By writing your core business logic in Rust and describing its interface in a special interface definition file, you can use UniFFI to help you:
- Compile your Rust code into a shared library for use on different target platforms.
- Generate bindings to load and use the library from different target languages.
For example, UniFFI is currently used in the mozilla/application-services project to build browser storage and syncing functionality for Firefox mobile browsers. Core functionality is written once in Rust, and auto-generated bindings allow that functionality to be called from both Kotlin (for Android apps) and Swift (for iOS apps).
You can read more about using the tool in the UniFFI user guide.
Please be aware that UniFFI is being developed concurrently with its initial consumers, so it is changing rapidly and there are a number of sharp edges to the user experience.

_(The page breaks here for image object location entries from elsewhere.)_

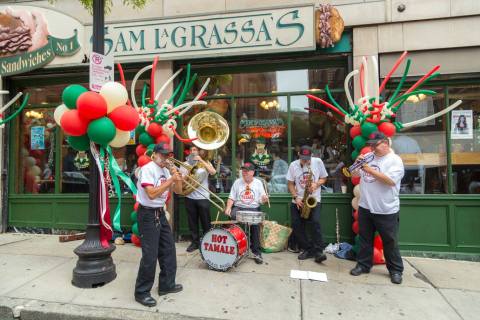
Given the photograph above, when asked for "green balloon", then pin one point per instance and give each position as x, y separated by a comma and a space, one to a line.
139, 130
355, 154
359, 142
145, 139
133, 216
101, 131
368, 128
71, 93
81, 143
135, 229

Still, we consider is developed enough for production use in Mozilla products and we welcome any feedback you may have about making it more broadly useful.
If this tool sounds interesting to you, please help us develop it! You can:
- View the contributor guidelines.
- File or work on issues here in GitHub.
- Join discussions in the #uniffi:mozilla.org room on Matrix.

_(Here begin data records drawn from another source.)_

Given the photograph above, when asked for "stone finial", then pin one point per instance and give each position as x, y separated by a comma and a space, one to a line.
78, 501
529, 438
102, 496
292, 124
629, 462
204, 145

This project is governed by Mozilla's Community Participation Guidelines.
(Versions v0.9.0
though v0.11.0
include a deprecation notice that links to this README. Once those versions have
sufficiently aged out, this section can be removed from the top-level README.)

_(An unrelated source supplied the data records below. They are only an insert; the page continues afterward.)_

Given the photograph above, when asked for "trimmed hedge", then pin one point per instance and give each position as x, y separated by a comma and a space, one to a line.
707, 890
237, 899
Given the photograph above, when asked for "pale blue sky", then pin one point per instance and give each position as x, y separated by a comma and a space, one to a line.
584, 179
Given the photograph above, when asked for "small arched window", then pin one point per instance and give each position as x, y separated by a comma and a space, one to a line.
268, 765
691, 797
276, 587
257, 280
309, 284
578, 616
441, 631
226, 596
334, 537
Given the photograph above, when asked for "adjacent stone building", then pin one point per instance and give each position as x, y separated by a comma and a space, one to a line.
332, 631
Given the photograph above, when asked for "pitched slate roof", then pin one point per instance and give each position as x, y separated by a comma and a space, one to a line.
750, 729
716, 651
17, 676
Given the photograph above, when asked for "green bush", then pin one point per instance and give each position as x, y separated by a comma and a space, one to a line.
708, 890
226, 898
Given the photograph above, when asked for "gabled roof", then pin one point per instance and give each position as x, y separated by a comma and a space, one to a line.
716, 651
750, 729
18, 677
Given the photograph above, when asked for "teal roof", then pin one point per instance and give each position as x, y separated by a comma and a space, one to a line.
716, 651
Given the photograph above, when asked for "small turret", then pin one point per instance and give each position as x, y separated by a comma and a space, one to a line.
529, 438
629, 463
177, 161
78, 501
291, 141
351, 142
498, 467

It is your responsibility to ensure the structs you expose via UniFFI are
all Send+Sync
. This will be enforced by the Rust compiler, likely with an
inscrutable error from somewhere in UniFFI's generated Rust code.
Early versions of this crate automatically wrapped rust structs in a mutex,
thus implicitly making the interfaces thread-safe and safe to be called
over the FFI by any thread. However, in practice we found this to be a
mis-feature, so version 0.7 first introduced the ability for the component
author to opt-out of this implicit wrapping and take care of thread-safety
themselves by adding a [Threadsafe]
attribute to the interface.
Version 0.9.0 took this further, and interfaces not marked as [Threadsafe]
started issuing a deprecation warning. If you are seeing these deprecation warnings,
you should upgrade your component as soon as possible. For an example of what kind of
effort is required to make your interfaces thread-safe, you might like to see
this commit
where we made one the examples thread-safe.
As of version 0.11.0, all interfaces will be required to be Send+Sync
, and the
[Threadsafe]
attribute will be deprecated and ignored.